Las decisiones buscan garantizar la protección en municipios con antecedentes de presencia de grupos armados ilegales, considerando opciones como el refuerzo de pie de fuerza, controles en vías rurales y acompañamiento durante el día de votación. En el corregimiento 8 de Buenaventura, por ejemplo, solo tres o cuatro personas permanecen en el área, mientras la mayoría de la población desplazada se encuentra en el casco urbano, lo que plantea interrogantes sobre la viabilidad de mantener esos puestos.

“Hay una solicitud para dejar tres puestos de votación, puntualmente El Danubio, La Isla y La Cascada. Sin embargo, hasta el momento no se ha emitido ningún tipo de autorización para el traslado. Se entiende que la seguridad de la fuerza pública y de la comunidad es importante, pero también hay que reconocer que parte de la labor de la fuerza pública es brindarle seguridad a la comunidad y permitir que la gente pueda desarrollar en paz su derecho al sufragio”

Hamlet Caicedo, personero municipal de Dagua

“En el corregimiento 8 tenemos comunidades que están desplazadas desde hace mucho tiempo.
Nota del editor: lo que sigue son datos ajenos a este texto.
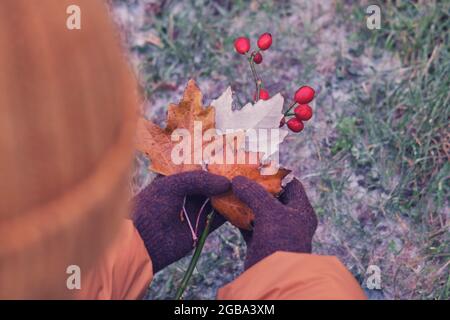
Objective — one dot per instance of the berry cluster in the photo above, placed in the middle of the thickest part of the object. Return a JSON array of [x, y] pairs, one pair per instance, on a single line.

Esa situación hay que revisarla y verificar si vale la pena mantener puestos de votación allí, donde actualmente permanecen tres o cuatro personas, o si deben trasladarse al casco urbano, donde hoy se encuentra la mayoría de la población desplazada. En el Bajo Calima, en cambio, las comunidades siguen allá y la seguridad debe ser garantizada por la fuerza pública. Esto será objeto de discusión en los próximos comités electorales”

Defensor del Pueblo en el Pacífico

Estas evaluaciones, que se desarrollarán en los próximos comités electorales, subrayan la complejidad de asegurar elecciones pacíficas en regiones conflictivas, priorizando tanto la integridad de los ciudadanos como su participación democrática sin restricciones innecesarias.